I finally got round to seeing one of the big Oscar contenders of the last Academy Awards – Zero Dark Thirty. This movie is director Katheryn Bigelow’s tribute to the “biggest manhunt in history’ (or American history). The film dramatizes the United States operation that found and killed Osama bin Laden, leader of al-Qaeda. It was produced by Boal, Bigelow, and Megan Ellison. It stars Jessica Chastain ably supported by a large cast including Jason Clarke, Joel Edgerton, Chris Pratt, Jennifer Ehle, Mark Strong, Kyle Chandler, and Édgar Ramírez. It was independently financed by Ellison’s Annapurna Pictures.
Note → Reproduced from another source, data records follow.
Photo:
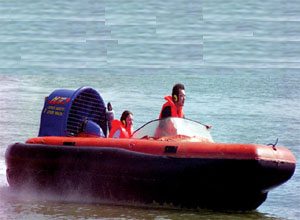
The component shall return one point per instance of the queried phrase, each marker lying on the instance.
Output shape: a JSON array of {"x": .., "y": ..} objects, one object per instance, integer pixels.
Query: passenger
[
  {"x": 173, "y": 106},
  {"x": 122, "y": 128}
]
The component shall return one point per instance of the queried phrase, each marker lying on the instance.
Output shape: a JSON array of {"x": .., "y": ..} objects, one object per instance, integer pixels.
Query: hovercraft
[{"x": 169, "y": 161}]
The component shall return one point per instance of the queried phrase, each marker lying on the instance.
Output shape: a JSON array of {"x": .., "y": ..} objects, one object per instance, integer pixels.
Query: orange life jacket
[
  {"x": 174, "y": 111},
  {"x": 117, "y": 125}
]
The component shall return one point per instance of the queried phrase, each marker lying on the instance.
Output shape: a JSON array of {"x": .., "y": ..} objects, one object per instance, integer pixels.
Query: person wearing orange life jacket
[
  {"x": 122, "y": 128},
  {"x": 173, "y": 106}
]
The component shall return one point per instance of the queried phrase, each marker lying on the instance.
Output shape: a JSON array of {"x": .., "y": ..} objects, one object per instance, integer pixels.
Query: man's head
[
  {"x": 178, "y": 94},
  {"x": 127, "y": 118}
]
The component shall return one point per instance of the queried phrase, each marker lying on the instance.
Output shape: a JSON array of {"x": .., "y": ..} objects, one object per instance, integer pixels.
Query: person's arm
[{"x": 166, "y": 112}]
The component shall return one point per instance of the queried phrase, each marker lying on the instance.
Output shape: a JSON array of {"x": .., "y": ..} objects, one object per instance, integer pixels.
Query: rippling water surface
[{"x": 239, "y": 62}]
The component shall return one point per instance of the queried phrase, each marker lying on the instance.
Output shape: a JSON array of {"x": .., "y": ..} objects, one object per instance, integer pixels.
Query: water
[{"x": 239, "y": 62}]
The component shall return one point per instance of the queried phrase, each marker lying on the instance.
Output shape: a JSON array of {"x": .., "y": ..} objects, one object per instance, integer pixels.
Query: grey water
[{"x": 239, "y": 62}]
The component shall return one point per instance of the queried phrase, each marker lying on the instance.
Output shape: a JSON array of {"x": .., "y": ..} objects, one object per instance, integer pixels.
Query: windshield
[{"x": 171, "y": 127}]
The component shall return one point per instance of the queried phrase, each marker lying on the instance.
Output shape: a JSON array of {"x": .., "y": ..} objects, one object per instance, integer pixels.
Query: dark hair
[
  {"x": 176, "y": 89},
  {"x": 124, "y": 116}
]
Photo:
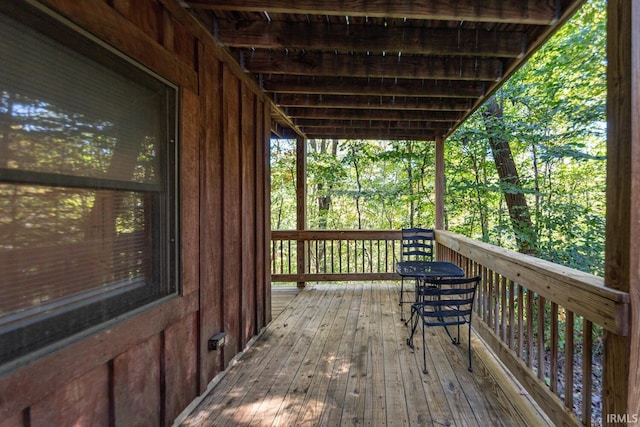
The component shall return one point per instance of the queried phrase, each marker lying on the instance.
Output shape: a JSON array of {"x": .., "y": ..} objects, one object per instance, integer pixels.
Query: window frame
[{"x": 54, "y": 329}]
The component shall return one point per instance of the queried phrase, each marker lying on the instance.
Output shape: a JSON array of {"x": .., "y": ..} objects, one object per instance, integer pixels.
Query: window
[{"x": 88, "y": 193}]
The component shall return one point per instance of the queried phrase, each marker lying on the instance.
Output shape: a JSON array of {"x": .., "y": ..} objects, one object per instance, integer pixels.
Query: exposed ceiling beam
[
  {"x": 541, "y": 12},
  {"x": 369, "y": 102},
  {"x": 363, "y": 65},
  {"x": 361, "y": 86},
  {"x": 307, "y": 124},
  {"x": 371, "y": 38},
  {"x": 368, "y": 133},
  {"x": 355, "y": 114}
]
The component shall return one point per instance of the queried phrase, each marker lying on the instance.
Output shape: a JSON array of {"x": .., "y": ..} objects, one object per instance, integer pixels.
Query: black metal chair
[
  {"x": 417, "y": 245},
  {"x": 444, "y": 302}
]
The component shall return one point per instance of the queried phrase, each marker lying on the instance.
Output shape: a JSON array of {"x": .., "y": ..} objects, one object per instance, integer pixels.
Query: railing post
[
  {"x": 621, "y": 376},
  {"x": 439, "y": 223},
  {"x": 301, "y": 204}
]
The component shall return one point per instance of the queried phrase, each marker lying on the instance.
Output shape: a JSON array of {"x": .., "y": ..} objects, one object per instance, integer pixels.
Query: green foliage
[{"x": 554, "y": 120}]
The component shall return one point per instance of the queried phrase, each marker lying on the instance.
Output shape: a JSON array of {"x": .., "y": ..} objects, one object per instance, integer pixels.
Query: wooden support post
[
  {"x": 621, "y": 388},
  {"x": 301, "y": 202},
  {"x": 439, "y": 183}
]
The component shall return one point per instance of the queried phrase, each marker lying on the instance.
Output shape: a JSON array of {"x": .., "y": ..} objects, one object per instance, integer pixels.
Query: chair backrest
[
  {"x": 448, "y": 301},
  {"x": 417, "y": 244}
]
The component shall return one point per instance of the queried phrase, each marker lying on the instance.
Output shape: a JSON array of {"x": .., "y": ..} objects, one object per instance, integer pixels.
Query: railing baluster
[
  {"x": 587, "y": 371},
  {"x": 520, "y": 321},
  {"x": 529, "y": 329},
  {"x": 503, "y": 307},
  {"x": 540, "y": 345},
  {"x": 568, "y": 360},
  {"x": 553, "y": 362},
  {"x": 512, "y": 308}
]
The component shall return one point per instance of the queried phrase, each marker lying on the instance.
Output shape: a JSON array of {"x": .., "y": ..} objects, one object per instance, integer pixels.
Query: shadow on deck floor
[{"x": 337, "y": 355}]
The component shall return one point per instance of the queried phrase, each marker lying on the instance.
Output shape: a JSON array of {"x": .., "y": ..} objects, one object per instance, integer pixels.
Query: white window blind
[{"x": 87, "y": 183}]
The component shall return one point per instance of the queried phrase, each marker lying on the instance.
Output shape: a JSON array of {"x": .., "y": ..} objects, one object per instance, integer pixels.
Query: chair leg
[
  {"x": 414, "y": 325},
  {"x": 401, "y": 300},
  {"x": 469, "y": 349},
  {"x": 424, "y": 351}
]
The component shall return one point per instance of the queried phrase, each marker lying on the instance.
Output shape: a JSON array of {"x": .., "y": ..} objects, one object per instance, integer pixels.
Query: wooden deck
[{"x": 337, "y": 355}]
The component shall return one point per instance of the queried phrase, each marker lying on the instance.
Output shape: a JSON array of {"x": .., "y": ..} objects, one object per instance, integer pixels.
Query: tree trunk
[{"x": 509, "y": 178}]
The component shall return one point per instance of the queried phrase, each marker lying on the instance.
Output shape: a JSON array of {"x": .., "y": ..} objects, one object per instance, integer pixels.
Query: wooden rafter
[
  {"x": 363, "y": 86},
  {"x": 379, "y": 60},
  {"x": 368, "y": 65},
  {"x": 524, "y": 12},
  {"x": 373, "y": 39},
  {"x": 372, "y": 133},
  {"x": 373, "y": 123},
  {"x": 357, "y": 114},
  {"x": 379, "y": 102}
]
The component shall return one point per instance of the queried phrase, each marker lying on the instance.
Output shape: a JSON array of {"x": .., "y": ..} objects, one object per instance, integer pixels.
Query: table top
[{"x": 428, "y": 269}]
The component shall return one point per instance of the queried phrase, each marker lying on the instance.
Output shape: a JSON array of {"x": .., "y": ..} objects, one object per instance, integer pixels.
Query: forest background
[{"x": 548, "y": 122}]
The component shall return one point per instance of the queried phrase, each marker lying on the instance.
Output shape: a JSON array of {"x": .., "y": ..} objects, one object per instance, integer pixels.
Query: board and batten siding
[{"x": 145, "y": 370}]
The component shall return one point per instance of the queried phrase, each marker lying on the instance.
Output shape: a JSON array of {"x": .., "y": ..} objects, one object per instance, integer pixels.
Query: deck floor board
[{"x": 337, "y": 355}]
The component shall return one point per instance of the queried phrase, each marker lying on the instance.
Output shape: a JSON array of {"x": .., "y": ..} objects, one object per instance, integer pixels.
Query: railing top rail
[
  {"x": 336, "y": 234},
  {"x": 580, "y": 292}
]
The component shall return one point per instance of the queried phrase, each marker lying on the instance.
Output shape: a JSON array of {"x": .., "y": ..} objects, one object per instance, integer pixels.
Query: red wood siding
[{"x": 147, "y": 369}]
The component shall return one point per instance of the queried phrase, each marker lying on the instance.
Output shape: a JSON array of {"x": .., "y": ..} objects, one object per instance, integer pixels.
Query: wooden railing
[
  {"x": 330, "y": 255},
  {"x": 545, "y": 322}
]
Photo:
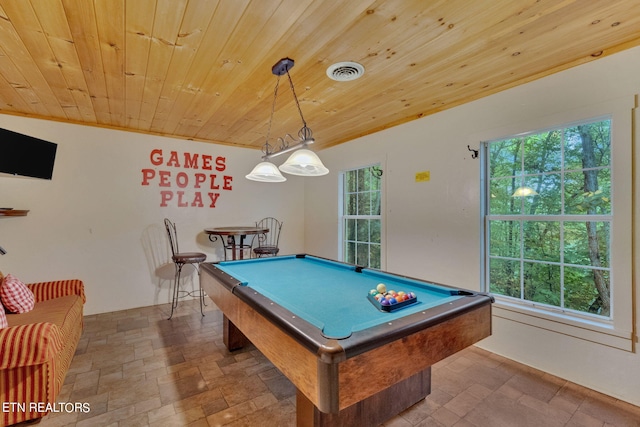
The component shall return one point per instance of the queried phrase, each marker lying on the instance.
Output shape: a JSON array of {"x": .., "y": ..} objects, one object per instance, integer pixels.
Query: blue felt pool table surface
[{"x": 332, "y": 295}]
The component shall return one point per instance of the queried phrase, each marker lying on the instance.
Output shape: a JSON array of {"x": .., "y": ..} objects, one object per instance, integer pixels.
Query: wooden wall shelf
[{"x": 13, "y": 212}]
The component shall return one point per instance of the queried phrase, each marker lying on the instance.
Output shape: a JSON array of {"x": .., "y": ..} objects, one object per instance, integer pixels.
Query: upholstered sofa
[{"x": 36, "y": 350}]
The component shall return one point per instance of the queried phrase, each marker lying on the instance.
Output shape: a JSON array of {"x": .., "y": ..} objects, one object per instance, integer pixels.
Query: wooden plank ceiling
[{"x": 201, "y": 69}]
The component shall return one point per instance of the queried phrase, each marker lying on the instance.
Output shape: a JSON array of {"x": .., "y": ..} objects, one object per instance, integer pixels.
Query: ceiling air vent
[{"x": 345, "y": 71}]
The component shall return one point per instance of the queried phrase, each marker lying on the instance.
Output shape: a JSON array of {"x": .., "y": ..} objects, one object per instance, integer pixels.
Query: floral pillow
[{"x": 15, "y": 296}]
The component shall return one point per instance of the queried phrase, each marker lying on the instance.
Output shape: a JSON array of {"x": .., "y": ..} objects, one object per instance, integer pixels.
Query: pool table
[{"x": 351, "y": 363}]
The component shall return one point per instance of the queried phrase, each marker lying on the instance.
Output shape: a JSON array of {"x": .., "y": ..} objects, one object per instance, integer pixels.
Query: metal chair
[
  {"x": 180, "y": 259},
  {"x": 268, "y": 242}
]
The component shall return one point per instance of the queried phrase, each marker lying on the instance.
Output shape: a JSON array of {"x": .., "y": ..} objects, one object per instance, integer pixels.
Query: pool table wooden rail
[{"x": 332, "y": 381}]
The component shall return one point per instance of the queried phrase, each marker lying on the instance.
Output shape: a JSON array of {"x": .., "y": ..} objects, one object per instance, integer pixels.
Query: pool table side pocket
[{"x": 400, "y": 359}]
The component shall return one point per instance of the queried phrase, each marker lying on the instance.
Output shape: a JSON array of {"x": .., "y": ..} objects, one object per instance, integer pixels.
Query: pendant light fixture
[{"x": 303, "y": 161}]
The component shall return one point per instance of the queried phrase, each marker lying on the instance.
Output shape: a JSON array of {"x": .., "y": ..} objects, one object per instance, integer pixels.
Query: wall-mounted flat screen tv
[{"x": 25, "y": 155}]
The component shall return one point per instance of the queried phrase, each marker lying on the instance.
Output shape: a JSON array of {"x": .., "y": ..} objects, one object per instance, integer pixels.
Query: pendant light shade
[
  {"x": 266, "y": 172},
  {"x": 302, "y": 162},
  {"x": 305, "y": 163}
]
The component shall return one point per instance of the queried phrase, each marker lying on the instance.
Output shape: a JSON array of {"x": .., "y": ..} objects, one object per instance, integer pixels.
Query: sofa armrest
[
  {"x": 25, "y": 345},
  {"x": 48, "y": 290}
]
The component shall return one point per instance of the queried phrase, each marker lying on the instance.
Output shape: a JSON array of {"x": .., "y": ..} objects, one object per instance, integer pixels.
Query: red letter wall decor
[{"x": 186, "y": 179}]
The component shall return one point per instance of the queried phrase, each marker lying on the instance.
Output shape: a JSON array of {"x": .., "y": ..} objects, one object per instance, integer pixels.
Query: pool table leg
[
  {"x": 233, "y": 338},
  {"x": 372, "y": 411}
]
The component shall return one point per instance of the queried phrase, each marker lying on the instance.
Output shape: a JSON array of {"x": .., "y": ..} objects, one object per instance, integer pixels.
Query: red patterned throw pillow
[{"x": 15, "y": 295}]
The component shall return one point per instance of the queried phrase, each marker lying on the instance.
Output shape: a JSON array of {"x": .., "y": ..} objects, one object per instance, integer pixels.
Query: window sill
[{"x": 600, "y": 332}]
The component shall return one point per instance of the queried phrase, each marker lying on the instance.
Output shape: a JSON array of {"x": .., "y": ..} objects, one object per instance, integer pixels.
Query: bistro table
[{"x": 235, "y": 236}]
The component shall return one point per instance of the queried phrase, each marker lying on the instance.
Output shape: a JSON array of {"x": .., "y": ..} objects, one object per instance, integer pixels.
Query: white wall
[
  {"x": 96, "y": 221},
  {"x": 433, "y": 228}
]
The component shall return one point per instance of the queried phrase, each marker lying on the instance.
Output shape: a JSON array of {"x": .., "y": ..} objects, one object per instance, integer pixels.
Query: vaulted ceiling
[{"x": 201, "y": 69}]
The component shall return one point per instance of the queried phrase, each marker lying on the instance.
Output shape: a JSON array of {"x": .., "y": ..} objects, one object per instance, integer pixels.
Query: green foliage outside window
[
  {"x": 551, "y": 244},
  {"x": 361, "y": 216}
]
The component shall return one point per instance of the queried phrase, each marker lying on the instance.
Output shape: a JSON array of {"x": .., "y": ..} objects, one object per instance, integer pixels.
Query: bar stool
[{"x": 180, "y": 259}]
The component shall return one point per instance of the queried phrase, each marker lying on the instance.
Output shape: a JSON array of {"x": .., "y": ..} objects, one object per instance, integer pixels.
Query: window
[
  {"x": 360, "y": 216},
  {"x": 548, "y": 219}
]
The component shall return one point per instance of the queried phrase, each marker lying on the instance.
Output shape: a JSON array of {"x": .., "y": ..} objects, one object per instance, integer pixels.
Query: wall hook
[{"x": 475, "y": 152}]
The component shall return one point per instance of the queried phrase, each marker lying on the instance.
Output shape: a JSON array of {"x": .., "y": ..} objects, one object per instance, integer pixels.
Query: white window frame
[
  {"x": 617, "y": 331},
  {"x": 342, "y": 217}
]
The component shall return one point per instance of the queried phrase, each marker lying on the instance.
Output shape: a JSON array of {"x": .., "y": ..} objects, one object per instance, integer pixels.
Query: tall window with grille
[
  {"x": 360, "y": 216},
  {"x": 548, "y": 218}
]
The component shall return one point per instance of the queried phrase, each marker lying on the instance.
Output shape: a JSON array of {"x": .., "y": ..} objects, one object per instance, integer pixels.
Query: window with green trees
[
  {"x": 548, "y": 218},
  {"x": 361, "y": 220}
]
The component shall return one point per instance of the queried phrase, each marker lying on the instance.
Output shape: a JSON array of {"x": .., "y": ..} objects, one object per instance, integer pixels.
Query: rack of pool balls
[{"x": 390, "y": 300}]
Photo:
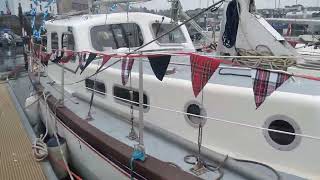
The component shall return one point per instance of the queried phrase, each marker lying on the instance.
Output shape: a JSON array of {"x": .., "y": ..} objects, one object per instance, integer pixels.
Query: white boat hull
[{"x": 222, "y": 102}]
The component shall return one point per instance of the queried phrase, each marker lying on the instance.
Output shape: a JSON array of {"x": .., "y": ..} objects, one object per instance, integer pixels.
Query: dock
[{"x": 16, "y": 158}]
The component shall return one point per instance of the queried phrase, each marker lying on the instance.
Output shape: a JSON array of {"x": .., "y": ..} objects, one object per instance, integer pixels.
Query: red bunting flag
[
  {"x": 105, "y": 59},
  {"x": 68, "y": 57},
  {"x": 265, "y": 83},
  {"x": 45, "y": 56},
  {"x": 202, "y": 68},
  {"x": 126, "y": 68}
]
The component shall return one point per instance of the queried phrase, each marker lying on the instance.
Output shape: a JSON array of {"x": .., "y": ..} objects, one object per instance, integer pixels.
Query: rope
[
  {"x": 272, "y": 63},
  {"x": 57, "y": 138},
  {"x": 231, "y": 28},
  {"x": 39, "y": 147},
  {"x": 137, "y": 155},
  {"x": 216, "y": 119}
]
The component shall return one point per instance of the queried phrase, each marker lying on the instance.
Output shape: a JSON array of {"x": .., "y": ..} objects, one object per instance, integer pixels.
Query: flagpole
[{"x": 62, "y": 84}]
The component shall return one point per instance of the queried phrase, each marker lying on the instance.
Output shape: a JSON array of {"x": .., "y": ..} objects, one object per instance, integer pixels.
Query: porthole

The movie was nominated for 5 awards at the 85th Academy Awards including Best Picture, Best Actress (Chastain) and Best Original Screenplay and winning for Best Sound Editing. Before I continue I must say that as far as I understand, this is not an exact play of events but based on what the movie makers have gotten from parties involved – and I must say that it must be from various sources – and therefor is at best a fictional movie based on actual events. The main character Maya is based on, mainly one CIA agent but also on other women involved in the operation. She is a staunchly determined, completely one tracked minded and passionate about her job at hand – collecting solid intelligence and analyzing the data to find and apprehend Osama Bin Laden. As the movie starts, the young agent initially is disturbed as she observes first hand the torture-investigation of a a detainee with suspected links to several of the 9/11 hijackers. This is the most difficult scene to watch – as the interrogator humiliates the detainee and subjects him to waterboarding. However later on, as she “matures” Maya interrogates Abu Faraj while her colleagues torture a man who has been getting message from Bin Laden & his courier Abu Ahmed.
During a span of five years, she survives the 2008 Islamabad Marriott Hotel bombing as well as being shot at in her car by armed men. Neither event detters her from her aim but she is told by her superior that now that she is on the “list” of American nationals to be killed, she has to go back to the US. While waiting for an informant, Maya’s fellow officer and friend Jessica is killed in the 2009 Camp Chapman attack, when it turns out that the informant was a double agent has been armed with a suicide bomb belt that he detonates. When a Jordanian detainee claims the man previously identified as Abu Ahmed, from a photograph, is a man he personally buried in 2001, several CIA officers – Maya’s seniors – conclude the target who could be Abu Ahmed is long dead, and that they have searched a false trail for nine years. However Maya’s colleague researching Moroccan intelligence archives comes to Maya and suggests that Abu Ahmed is alive and that his brother, with whom he shares very similar features, was the one buried. Abu Ahmed is tracked while using his phone an driving in his vehicle & numerous CIA operatives are deployed to search for and identify him. They locate him in his vehicle and eventually track him to a large urban compound in Abbottabad, Pakistan, near the Pakistan Military Academy.
The final third of the film is the actual operation after several months of surveillance, during which Maya gets very frustrated. The raid is approved and is executed on May 2, 2011. Although execution is complicated by one of the helicopters crashing, the SEALs kill a number of people within the compound, among them a man on the compound’s top floor who is revealed to be bin Laden. I may have to watch that scene again but the SEALs kill a couple of unarmed women as well but I guess that is something you have to expect. hey bring bin Laden’s body back to a U.S. base in Jalalabad, Afghanistan, where Maya visually confirms the identity of the corpse. Maya is last seen boarding a military transport to return to the U.S. and sitting in its vast interior as its only passenger. The pilot asks her where she wants to go but she does not reply and instead begins to weep quietly.
To be honest, although I appreciate the film, I was also bored to tears for most of it. I do not usually like American war movies/military movies as such but I had hoped that this one would be more entertaining. Does Katheryn Bigelow only do war movies? And this is the second movie I’ve seen of Jessica Chastain and both are in search of a famed bad man. 7.5 and that is a grudging 7.5 outta 10!